Umm I wasnt arguing against Adblockers, I'm a big fan of them myself. i was merely pointing out unicornpiss's actions of boycotting a company who's ads he finds annoying wont have any effect.
And No, Advertisers WANT to show you Ads. They want their Product in front of your eyeballs. They may not like the Google/Facebook duopoly, but thats what they want, you seeing their Product, even for just 5 seconds. Why do you think companies pay a fortune for product placement in films? There's no specific ad in the film, but you see the Product, you become aware of it, and maybe then next time you think, oh I could use a new product, maybe i should get the Product that was in that film. Job done.
So No, its not just google/facebook who want to serve you ads, the advertisers do. Google and facebook probably are not that worried if you look at the ads or not. Just so long as they get paid, but these days they have to show that a person actually looked at the ad to get paid. Hence why they fight ad blockers so much...
Actually, not quite.
The people who make the product would be quite happy not to have to display their adverts to people who want to block them. After all, this means less money spent on advertising to people who could not care less.

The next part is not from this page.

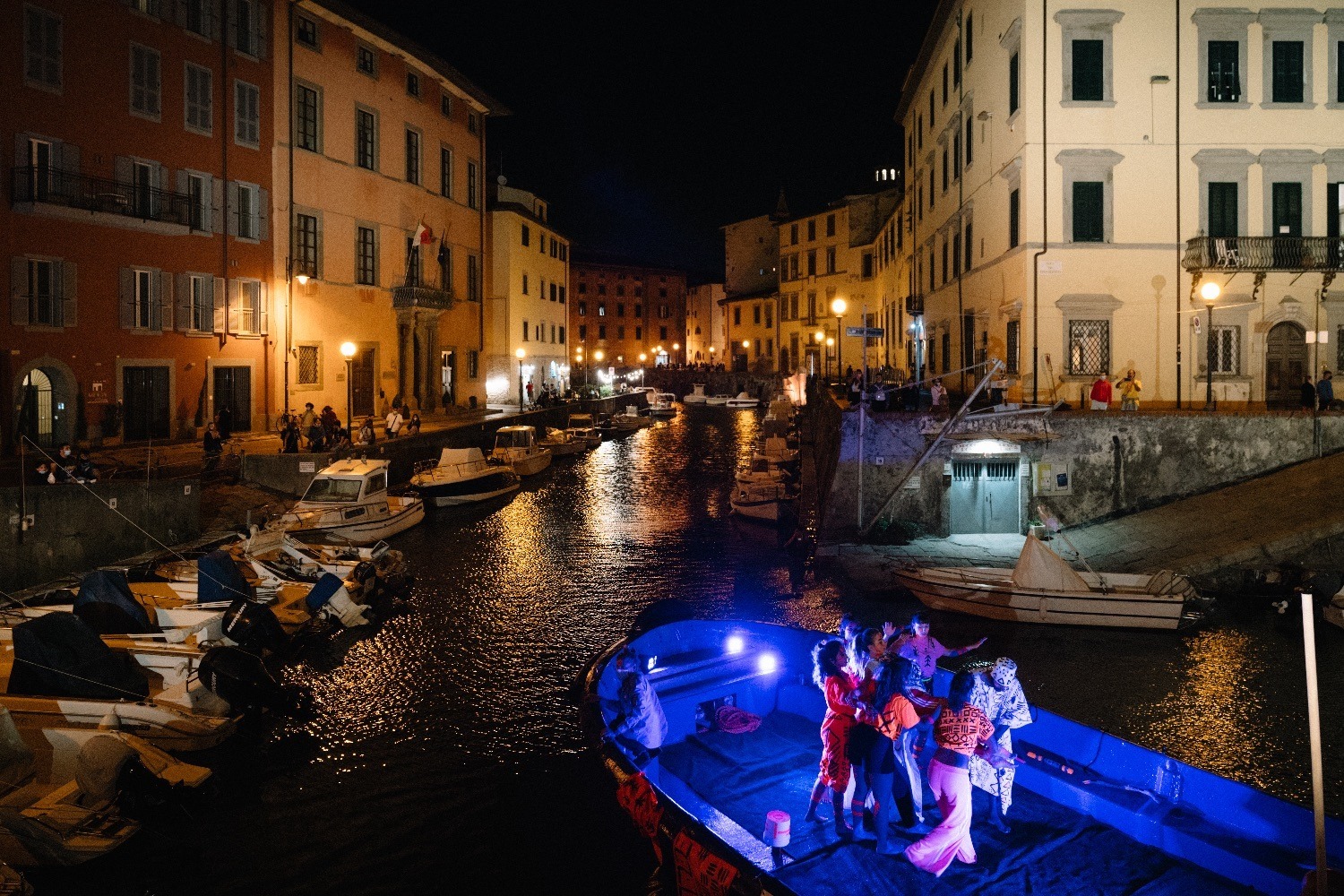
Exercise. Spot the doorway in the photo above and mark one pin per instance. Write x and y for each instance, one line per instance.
(1285, 365)
(986, 495)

The *advertisers* (i.e., the people who make money from showing you adverts), on the other hand, want to show the adverts to all and sundry so they can put out their hand and say "we've shown your product to X amount of people - pay up" (I'm looking at you Alphabet).
"There's no specific ad in the film, but you see the Product, you become aware of it, and maybe then next time you think, oh I could use a new product, maybe i should get the Product that was in that film. Job done."

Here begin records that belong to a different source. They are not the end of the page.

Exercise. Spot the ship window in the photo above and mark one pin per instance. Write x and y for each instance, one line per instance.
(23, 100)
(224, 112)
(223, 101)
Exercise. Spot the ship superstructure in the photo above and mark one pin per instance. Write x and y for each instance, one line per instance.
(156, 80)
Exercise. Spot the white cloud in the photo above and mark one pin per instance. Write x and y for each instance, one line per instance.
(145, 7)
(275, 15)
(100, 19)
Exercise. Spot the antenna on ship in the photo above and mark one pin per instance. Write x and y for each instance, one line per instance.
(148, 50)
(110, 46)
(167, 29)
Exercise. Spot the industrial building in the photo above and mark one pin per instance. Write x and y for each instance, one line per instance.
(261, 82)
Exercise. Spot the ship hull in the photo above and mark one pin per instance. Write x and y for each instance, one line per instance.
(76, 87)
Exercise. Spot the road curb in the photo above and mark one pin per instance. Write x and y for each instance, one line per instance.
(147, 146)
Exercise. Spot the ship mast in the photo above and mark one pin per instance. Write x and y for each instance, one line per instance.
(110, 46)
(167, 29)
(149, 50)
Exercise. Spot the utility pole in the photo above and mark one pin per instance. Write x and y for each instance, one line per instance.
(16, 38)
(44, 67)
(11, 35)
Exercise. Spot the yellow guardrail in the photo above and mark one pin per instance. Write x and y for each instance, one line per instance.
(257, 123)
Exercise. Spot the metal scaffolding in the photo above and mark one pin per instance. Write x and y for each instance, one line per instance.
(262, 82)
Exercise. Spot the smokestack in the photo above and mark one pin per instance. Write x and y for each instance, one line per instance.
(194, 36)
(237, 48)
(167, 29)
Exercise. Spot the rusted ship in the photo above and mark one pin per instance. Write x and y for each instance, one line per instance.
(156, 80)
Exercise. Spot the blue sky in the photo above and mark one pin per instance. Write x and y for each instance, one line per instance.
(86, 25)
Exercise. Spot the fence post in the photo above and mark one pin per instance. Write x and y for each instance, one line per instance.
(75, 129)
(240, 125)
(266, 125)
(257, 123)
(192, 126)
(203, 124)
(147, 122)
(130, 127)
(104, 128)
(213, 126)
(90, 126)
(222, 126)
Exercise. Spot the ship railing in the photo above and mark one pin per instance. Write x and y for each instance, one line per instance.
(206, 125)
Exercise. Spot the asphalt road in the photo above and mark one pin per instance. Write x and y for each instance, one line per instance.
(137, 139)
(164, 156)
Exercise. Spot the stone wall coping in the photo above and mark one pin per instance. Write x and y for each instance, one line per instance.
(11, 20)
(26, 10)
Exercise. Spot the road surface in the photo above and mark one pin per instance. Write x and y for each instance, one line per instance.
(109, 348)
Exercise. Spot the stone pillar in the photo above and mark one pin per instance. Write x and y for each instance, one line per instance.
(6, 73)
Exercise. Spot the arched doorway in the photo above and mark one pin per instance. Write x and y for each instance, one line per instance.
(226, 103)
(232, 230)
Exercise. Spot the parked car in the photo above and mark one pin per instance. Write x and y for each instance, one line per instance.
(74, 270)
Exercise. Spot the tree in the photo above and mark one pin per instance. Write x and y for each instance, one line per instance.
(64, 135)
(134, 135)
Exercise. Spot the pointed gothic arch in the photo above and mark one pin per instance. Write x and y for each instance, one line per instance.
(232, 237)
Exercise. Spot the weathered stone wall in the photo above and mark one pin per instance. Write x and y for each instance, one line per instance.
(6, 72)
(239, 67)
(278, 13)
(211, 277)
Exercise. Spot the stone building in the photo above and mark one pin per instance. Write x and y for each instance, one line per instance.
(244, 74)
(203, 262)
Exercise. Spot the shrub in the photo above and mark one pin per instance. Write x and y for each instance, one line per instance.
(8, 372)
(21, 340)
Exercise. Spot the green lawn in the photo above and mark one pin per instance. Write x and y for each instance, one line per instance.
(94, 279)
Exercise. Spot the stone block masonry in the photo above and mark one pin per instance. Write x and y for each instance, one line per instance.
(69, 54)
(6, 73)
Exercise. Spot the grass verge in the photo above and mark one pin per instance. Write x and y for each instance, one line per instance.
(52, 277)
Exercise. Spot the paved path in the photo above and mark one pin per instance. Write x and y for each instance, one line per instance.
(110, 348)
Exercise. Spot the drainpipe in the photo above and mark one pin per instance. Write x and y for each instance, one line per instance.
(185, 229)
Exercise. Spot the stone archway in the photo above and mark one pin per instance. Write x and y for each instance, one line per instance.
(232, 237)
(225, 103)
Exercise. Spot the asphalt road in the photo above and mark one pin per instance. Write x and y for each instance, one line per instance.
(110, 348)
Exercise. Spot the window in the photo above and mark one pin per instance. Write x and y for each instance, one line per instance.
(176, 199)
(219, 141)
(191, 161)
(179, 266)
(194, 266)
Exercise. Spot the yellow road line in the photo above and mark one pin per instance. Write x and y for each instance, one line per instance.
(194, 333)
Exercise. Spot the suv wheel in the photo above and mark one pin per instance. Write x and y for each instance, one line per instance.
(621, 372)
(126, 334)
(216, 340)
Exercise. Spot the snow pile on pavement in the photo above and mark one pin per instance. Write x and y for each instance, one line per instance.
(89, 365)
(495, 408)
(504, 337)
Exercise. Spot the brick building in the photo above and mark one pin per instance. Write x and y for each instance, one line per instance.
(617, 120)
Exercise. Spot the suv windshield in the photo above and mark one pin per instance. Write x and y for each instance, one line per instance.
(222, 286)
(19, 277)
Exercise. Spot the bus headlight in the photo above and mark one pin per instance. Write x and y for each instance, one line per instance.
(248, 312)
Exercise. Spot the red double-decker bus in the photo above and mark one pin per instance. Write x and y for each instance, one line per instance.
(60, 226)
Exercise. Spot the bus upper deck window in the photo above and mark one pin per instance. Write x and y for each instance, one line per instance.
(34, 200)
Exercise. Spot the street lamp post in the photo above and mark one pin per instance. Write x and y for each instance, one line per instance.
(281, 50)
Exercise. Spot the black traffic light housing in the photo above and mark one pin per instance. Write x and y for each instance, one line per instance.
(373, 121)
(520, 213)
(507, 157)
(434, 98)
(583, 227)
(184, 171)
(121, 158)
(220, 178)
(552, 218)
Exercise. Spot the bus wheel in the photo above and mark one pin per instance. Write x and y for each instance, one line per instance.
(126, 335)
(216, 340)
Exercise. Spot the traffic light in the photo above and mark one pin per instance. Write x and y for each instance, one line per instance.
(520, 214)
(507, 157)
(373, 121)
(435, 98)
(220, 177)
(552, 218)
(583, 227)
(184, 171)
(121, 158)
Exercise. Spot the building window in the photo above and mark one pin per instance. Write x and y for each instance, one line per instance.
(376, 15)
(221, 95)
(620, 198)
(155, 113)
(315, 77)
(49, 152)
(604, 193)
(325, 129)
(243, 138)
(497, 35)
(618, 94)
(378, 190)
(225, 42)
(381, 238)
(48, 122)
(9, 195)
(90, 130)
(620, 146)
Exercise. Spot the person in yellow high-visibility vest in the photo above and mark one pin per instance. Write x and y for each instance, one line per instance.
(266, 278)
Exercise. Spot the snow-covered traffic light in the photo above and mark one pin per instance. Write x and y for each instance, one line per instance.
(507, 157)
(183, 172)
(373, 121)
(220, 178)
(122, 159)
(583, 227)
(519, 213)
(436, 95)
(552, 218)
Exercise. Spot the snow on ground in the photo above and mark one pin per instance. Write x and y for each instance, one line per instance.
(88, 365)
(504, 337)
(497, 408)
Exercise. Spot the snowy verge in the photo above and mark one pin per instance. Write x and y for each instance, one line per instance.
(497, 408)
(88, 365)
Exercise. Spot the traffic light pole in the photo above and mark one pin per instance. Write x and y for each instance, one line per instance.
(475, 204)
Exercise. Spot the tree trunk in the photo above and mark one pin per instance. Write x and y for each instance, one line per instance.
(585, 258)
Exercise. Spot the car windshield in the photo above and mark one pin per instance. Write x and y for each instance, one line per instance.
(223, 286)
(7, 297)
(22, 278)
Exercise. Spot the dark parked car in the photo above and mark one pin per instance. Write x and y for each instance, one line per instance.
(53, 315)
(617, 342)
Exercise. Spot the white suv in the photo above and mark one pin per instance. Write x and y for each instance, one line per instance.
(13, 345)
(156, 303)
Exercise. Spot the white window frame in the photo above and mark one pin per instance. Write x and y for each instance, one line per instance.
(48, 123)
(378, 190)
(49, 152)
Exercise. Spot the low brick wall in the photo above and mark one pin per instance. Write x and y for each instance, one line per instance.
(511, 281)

That's why I've never bought an Apple laptop - I'm not a spy, drug dealer, criminal mastermind...
I have an ad blocker on iOS. I recently reloaded it, and forgot add back the ad blocker. I quickly noticed the problem...the web was unusable. It was unbelievable how much garbage was trying to be loaded...
Content creators are morons... they literally ruin their own websites.
After reinstalling the ad blocker, I still see ads but the web is useable again.
I don’t mind ad supported content, but it has to be reasonable...
It's going to be very tempting for Google to try to kill off Firefox. At some point they'll decide that the search referrals they're paying for from the <5% browsing share Firefox has is worth less than the advertising losses due to ad blockers. The interesting thing will be to see whether Google's API changes dent the usage of Chrome due to its ad blocking becoming less effective. Ad blocker usage is well over 10% according to some stats and I'm sure Mozilla would love to grab some of those people if they abandon Chrome.
Because Firefox can't slap a huge link over their search index/results pages saying "Hey, upgrade your browser!"
So long as Google continue to hold dominance over web search, they can effectively push any other product they want. And since "Google it" has become common parlance for the action of searching the web in general, I don't see that changing any time soon...
...Google maintains, "We are not preventing the development of ad blockers or stopping users from blocking ads," ...
Yup. In the same way that TV Networks who want to get rid of a show don't simply cancel it outright. They stick it in an unpopular timeslot (say, Thursday 10pm) then wait for the ratings to drop so they have an excuse to not renew it.